The higher mortality rate would amount to about 50 additional deaths for every 10,000 non-Covid-19 patients, said Ian Barbash, an assistant professor of medicine at the University of Pittsburgh and ICU doctor.
The data analysis, which used records stripped of identifying information, was provided to The Wall Street Journal by the Epic Health Research Network, which analyzes data from the medical-record software company Epic Systems Corp.
One reason for the increase, researchers who reviewed the data said, might be that healthier patients didn’t seek hospital care as Covid-19 cases surged, leaving hospital beds full with sicker patients who are more likely to die.

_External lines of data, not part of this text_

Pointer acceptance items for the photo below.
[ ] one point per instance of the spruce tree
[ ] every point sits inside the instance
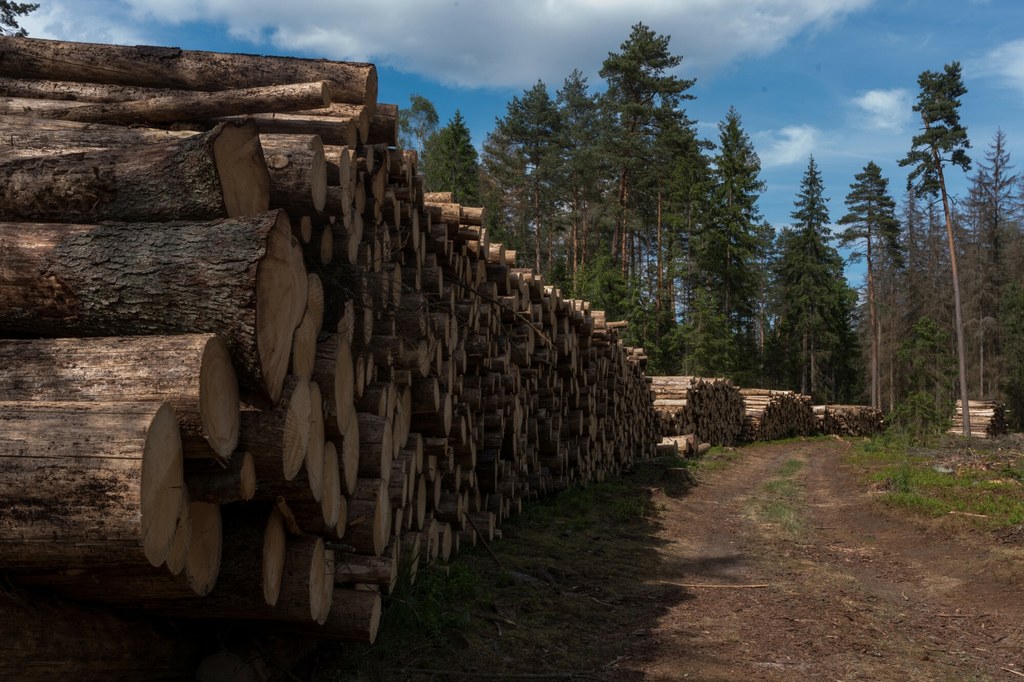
(943, 141)
(450, 162)
(871, 221)
(815, 303)
(417, 123)
(730, 241)
(9, 11)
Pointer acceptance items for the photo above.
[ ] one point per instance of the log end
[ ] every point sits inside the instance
(297, 421)
(219, 397)
(163, 485)
(205, 550)
(281, 302)
(245, 180)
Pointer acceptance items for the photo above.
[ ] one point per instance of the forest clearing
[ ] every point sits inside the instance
(285, 393)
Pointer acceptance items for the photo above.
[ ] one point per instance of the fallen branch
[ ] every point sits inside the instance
(733, 587)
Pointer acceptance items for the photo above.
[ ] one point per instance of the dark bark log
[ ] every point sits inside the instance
(242, 279)
(188, 70)
(212, 175)
(193, 372)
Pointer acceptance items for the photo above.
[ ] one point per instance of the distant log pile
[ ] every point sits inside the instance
(988, 418)
(848, 420)
(772, 415)
(252, 368)
(710, 409)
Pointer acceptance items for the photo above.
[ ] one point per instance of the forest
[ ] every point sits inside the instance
(609, 190)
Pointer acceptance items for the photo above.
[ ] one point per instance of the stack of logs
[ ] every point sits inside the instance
(771, 415)
(988, 418)
(848, 420)
(712, 410)
(251, 367)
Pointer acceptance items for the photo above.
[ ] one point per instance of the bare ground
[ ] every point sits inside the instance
(854, 593)
(782, 565)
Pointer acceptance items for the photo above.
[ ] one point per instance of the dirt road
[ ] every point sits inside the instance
(788, 570)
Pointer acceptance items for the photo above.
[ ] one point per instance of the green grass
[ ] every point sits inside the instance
(717, 459)
(936, 481)
(778, 501)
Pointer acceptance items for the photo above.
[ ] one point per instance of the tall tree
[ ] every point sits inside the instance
(9, 11)
(584, 168)
(815, 303)
(641, 94)
(417, 123)
(1012, 323)
(529, 130)
(942, 141)
(730, 242)
(992, 214)
(450, 162)
(871, 221)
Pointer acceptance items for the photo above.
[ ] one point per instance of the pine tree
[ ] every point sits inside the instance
(417, 123)
(943, 141)
(731, 241)
(992, 215)
(9, 11)
(641, 96)
(584, 168)
(529, 130)
(815, 303)
(450, 162)
(871, 220)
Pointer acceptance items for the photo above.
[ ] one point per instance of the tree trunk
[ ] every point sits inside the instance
(88, 483)
(242, 279)
(33, 136)
(193, 372)
(212, 175)
(46, 639)
(196, 105)
(957, 316)
(173, 68)
(298, 172)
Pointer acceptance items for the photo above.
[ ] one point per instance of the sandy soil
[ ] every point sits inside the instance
(850, 592)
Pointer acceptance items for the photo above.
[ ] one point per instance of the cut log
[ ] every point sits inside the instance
(333, 372)
(188, 70)
(46, 639)
(279, 437)
(217, 174)
(241, 278)
(298, 172)
(88, 483)
(193, 372)
(212, 480)
(27, 136)
(197, 105)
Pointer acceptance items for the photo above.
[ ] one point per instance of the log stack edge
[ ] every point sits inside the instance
(248, 366)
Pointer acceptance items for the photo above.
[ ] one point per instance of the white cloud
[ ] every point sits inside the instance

The Epic data show total non-coronavirus hospitalizations dropped as Covid-19 patients surged but doesn’t account for whether patients were sicker overall. Studies before the pandemic show mixed results for patient fatality rates when hospitals were slammed.

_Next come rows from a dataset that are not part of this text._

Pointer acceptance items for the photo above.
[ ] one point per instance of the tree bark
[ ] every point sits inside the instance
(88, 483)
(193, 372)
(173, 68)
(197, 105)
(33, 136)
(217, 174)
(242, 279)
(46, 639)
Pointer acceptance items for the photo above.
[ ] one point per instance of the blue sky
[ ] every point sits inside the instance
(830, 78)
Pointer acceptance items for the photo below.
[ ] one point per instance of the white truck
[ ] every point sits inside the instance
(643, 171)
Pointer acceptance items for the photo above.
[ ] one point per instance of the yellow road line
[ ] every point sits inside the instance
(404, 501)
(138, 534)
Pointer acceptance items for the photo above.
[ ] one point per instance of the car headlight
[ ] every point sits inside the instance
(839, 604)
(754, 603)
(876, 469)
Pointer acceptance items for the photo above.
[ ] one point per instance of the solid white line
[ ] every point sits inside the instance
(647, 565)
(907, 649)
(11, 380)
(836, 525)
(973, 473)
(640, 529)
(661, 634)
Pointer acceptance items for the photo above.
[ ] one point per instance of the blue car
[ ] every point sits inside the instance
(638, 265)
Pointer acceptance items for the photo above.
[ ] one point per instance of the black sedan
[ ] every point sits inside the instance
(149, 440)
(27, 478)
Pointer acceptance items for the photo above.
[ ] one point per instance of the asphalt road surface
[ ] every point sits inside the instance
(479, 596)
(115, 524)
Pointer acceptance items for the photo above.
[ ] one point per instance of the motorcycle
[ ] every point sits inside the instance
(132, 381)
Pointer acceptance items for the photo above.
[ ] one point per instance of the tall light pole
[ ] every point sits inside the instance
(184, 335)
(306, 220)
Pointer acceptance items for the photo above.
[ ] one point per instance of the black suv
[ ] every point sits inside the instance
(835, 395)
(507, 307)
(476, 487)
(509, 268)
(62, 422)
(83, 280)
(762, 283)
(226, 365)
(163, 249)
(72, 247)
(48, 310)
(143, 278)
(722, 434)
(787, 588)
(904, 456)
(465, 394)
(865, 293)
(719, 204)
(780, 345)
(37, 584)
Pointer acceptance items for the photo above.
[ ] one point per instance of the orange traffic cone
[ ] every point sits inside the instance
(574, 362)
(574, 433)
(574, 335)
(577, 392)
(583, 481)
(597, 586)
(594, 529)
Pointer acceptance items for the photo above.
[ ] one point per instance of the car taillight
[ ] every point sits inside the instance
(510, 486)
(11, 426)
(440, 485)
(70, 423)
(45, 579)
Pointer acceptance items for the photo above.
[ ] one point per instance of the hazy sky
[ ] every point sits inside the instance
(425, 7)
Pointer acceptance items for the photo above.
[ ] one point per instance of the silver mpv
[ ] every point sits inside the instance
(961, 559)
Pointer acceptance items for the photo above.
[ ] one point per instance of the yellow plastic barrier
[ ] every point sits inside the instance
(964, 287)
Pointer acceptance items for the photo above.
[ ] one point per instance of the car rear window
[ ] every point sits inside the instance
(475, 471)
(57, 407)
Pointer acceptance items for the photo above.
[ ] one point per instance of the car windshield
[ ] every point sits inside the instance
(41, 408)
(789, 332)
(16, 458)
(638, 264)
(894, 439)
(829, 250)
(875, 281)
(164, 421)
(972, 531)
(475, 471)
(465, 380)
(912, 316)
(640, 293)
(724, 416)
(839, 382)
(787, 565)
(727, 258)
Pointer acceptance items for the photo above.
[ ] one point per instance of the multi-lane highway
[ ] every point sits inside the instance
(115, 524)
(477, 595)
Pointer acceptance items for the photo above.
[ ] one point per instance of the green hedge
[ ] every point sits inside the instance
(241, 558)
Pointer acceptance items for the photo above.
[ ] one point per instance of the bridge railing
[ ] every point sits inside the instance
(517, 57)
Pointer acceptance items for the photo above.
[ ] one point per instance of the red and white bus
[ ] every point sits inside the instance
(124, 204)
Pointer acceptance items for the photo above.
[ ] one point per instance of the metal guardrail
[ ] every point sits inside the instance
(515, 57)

The stresses of handling surging Covid-19 cases could also have delayed care or overtaxed medical workers with little time to monitor all critical patients, according to researchers.
“Therefore, some patients might have died that otherwise would have survived if the hospitals weren’t under so much strain,” Dr. Barbash said. He said more research was needed to sort out the matter.
Covid-19’s Delta variant is proliferating world-wide threatening unvaccinated populations and economic recovery. WSJ breaks down events in key countries to explain why Delta spreads faster than previously detected strains. Composite: Sharon Shi The Wall Street Journal Interactive Edition
After a rough start to the pandemic, hospitals honed strategies to boost staffing during surges and postpone nonessential medical care to ease strains. Doctors also fine-tuned Covid-19 treatment, learning from early experiences treating patients and taking advantage of newly authorized drugs.
Survival rates for Covid-19 patients improved, according to a study published in July by the Annals of Internal Medicine, which looked at those admitted between March and August last year.
Yet the survival gains faded at hospitals flooded by Covid-19 patients during the pandemic’s spring and summer surges last year, the research found. For Covid-19 patients, the risk of death doubled in the hardest-hit hospitals, the study said.
Childress Regional Medical Center in the Texas Panhandle has struggled during Covid-19 surges to quickly transfer the most critical patients who need care the small hospital can’t provide, said Chief Executive Holly Holcomb.
In October, Childress Regional, in Childress, Texas, sought to transfer a father in his 50s who needed emergency gallbladder surgery, Ms. Holcomb said. Nurses and doctors called other hospitals frantically for nine hours but couldn’t find a larger hospital with an open bed. The patient’s gallbladder ruptured and he died.
Childress Regional is again facing delays after hospitals across Texas grew too crowded to take transfer patients, Ms. Holcomb said. “Our staff just feels helpless,” she said.
The latest surge of Covid-19 hospitalizations has set records in 12 states since the beginning of August and is near a record in Texas.
Patients transferred to hospitals in Georgia’s Phoebe Putney Health System now arrive after long delays from hospitals that lacked the specialists or equipment to care for them, said Kim Whitley, a nurse who oversees transfers for the system.
“You get patients that are sicker than they would have been if you could have gotten them in the door immediately,” she said.
In the second case of a patient death during transfer holdups last month, Ozarks Community Hospital was forced to hold for days a Covid-19 patient in his 40s who needed help breathing, Mr. Taylor said. While waiting for a transfer, the patient suddenly worsened and died, Mr. Taylor said.
Normally, Ozarks Community Hospital would have been able to transfer the patient within a day, Mr. Taylor said. Now the hospital is rushing to assemble the staff and equipment to create a makeshift ICU to care for patients it can’t transfer, he said.